In recent years, immunotherapy and targeted therapy have shown remarkable and promising results in many tumors such as Non-Small Cell Lung Cancer (NSCLC), melanoma, Hodgkin’s lymphoma, and advanced squamous cell cancer of the skin, and are currently being studied in other tumors including soft tissue sarcomas including UPS. In a phase II multicenter clinical trial (SARC 028) with pembrolizumab, patients with UPS irrespective of PD-1 expression had an overall response rate of 40% (4 out of 10 patients); however, pembrolizumab in combination with cyclophosphamide failed to demonstrate good response in the PEMBROSARC trial [7].
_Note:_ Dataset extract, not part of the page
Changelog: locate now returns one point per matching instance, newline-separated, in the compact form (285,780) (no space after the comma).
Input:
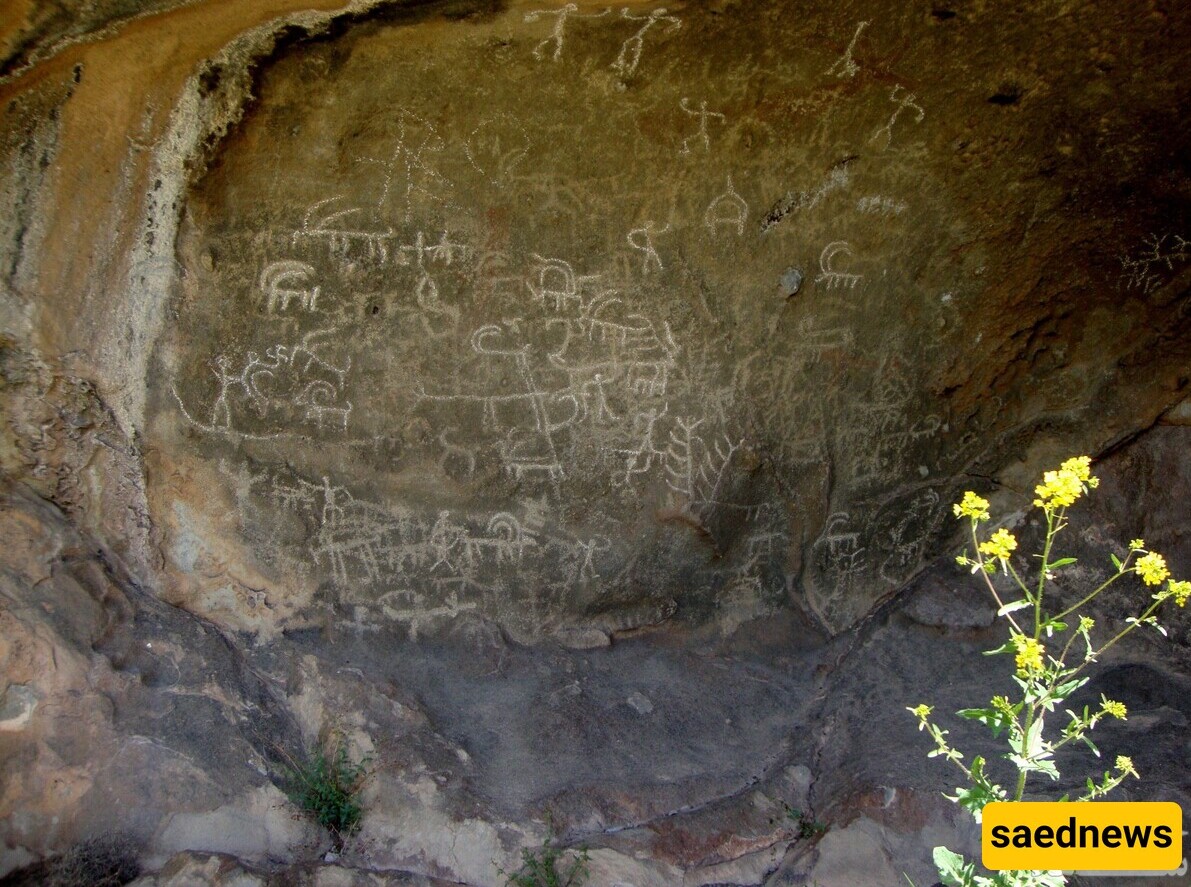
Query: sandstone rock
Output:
(561,406)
Arora and colleagues had demonstrated a good and sustained response to pembrolizumab and pazopanib in a patient with chemotherapy-refractory advanced UPS of the lower extremity, the response observed was remarkable and may guide clinicians in the future if faced with a similar presentation [7]. A similar study by Guram and his colleagues showed a complete response of metastatic UPS of the maxillary sinus following radiation therapy combined with immune checkpoint inhibitor-ipilimumab+nivolumab with stereotactic body radiation therapy (SBRT) as it is believed that RT could alter the tumor microenvironment which eventually potentiates the use of immune checkpoint inhibitors [8].

Undifferentiated pleomorphic sarcoma in the large intestine remains a rare and aggressive malignant tumor with an unclear pathogenesis and a poor prognosis. The 2-year survival rate is 60% with a disease recurrence rate of 44% and a metastatic rate of 44% [2],[3]. Further studies and clinical trials are needed to better understand this disease and guide treatment protocol.
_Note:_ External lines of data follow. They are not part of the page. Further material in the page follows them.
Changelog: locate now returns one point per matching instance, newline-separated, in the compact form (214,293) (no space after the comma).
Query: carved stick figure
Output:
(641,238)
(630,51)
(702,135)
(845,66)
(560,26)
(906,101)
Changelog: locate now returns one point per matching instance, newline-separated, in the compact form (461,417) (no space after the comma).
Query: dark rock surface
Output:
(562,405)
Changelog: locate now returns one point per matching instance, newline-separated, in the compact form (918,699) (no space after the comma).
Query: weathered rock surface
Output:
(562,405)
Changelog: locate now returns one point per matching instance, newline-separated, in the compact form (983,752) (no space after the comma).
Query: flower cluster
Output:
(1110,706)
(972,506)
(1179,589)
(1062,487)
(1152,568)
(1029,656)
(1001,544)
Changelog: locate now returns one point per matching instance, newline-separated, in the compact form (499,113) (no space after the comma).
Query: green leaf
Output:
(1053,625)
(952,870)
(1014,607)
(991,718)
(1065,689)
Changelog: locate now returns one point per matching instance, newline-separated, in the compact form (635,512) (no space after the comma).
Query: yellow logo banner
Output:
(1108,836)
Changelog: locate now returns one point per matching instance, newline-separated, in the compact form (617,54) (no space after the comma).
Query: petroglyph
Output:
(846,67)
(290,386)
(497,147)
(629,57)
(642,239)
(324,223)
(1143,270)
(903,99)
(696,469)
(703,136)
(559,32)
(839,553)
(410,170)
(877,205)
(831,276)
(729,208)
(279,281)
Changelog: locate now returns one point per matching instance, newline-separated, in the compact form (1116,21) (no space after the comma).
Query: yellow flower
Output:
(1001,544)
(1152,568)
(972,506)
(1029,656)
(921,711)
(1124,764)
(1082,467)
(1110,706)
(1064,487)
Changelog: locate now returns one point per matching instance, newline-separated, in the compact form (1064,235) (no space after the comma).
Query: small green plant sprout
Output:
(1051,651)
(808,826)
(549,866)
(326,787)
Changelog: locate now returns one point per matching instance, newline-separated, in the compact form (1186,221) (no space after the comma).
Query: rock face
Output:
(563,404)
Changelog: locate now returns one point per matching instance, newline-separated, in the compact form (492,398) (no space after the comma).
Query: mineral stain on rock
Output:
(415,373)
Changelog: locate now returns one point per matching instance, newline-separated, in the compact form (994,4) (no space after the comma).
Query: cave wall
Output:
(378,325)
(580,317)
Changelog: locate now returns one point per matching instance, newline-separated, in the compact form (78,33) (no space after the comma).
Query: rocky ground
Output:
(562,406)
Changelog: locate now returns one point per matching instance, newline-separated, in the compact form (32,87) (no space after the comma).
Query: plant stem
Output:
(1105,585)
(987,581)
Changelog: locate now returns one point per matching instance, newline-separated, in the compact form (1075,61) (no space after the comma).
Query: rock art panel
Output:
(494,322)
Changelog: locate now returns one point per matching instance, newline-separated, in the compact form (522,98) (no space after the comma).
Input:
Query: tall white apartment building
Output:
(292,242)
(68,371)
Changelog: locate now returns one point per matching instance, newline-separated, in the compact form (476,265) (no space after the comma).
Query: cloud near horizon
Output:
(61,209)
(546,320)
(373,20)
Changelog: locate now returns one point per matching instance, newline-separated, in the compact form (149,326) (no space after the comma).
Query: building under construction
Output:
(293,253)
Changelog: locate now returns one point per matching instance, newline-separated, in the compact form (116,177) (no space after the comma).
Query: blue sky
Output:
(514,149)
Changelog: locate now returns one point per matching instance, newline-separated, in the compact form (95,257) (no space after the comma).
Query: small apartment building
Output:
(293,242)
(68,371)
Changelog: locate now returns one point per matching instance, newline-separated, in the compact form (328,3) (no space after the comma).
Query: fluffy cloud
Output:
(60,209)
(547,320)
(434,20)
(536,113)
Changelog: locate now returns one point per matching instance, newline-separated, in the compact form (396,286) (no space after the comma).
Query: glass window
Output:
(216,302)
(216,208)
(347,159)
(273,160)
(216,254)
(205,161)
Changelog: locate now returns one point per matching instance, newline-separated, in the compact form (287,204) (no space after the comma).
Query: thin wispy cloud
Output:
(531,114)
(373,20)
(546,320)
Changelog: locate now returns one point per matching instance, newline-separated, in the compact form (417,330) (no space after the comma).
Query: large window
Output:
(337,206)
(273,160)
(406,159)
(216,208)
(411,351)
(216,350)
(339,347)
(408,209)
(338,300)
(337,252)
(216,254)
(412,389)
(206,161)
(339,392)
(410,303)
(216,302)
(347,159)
In conclusion, undifferentiated pleomorphic sarcoma (UPS) of the sigmoid colon is a rare and aggressive malignancy. Abdominal imaging with CT and tissue biopsy with immunohistochemical assay remain the gold standard for diagnosis. The current treatment protocol is radical surgery with wide margins, although the prognosis remains poor, especially in cases with lymph node involvement and disease recurrence. The limited literature on UPS of the sigmoid colon highlights the need for further research and a better understanding of the molecular and genetic features of this rare malignancy to improve treatment outcomes. Early detection and multidisciplinary management involving surgery, radiation therapy, and chemotherapy are essential in the management of this rare malignancy.